While interest in code security solutions has been growing steadily since 2014, when the Heartbleed and Shellshock vulnerabilities were disclosed, 2021 was clearly a “turning point,” Sass said. The discovery of the critical vulnerability in the widely used Apache Log4j logging library capped off a year that had already seen major growth in awareness around code security risks, he said.

“The main turning point in 2021 was the emergence of a new kind of application vulnerability — the supply chain attack — which is very different [from] what we’ve seen historically,” Sass said.

In the past, “all these vulnerabilities were accidental,” he said. “Some well-meaning developer in an open source project had a bug — but they did not mean for there to be a vulnerability.”

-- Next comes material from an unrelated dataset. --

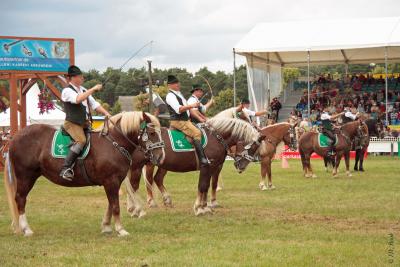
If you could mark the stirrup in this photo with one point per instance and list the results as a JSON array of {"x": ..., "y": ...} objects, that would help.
[{"x": 67, "y": 174}]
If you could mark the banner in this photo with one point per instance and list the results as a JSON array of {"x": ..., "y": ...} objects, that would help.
[{"x": 36, "y": 55}]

But then, at the tail end of 2020, the SolarWinds software supply chain breach was discovered. And that was followed a few months later by other attacks carried out by inserting malicious code into applications during the development process, including the Kaseya and Codecov attacks.

Until this point, vulnerabilities in code “were there by mistake,” Sass said. “With supply chain attacks, someone intentionally is trying to implant these vulnerabilities, and then are doing everything they can to cover up their tracks. So, that’s not something we’ve not seen before, and that drove a lot more awareness to this issue.”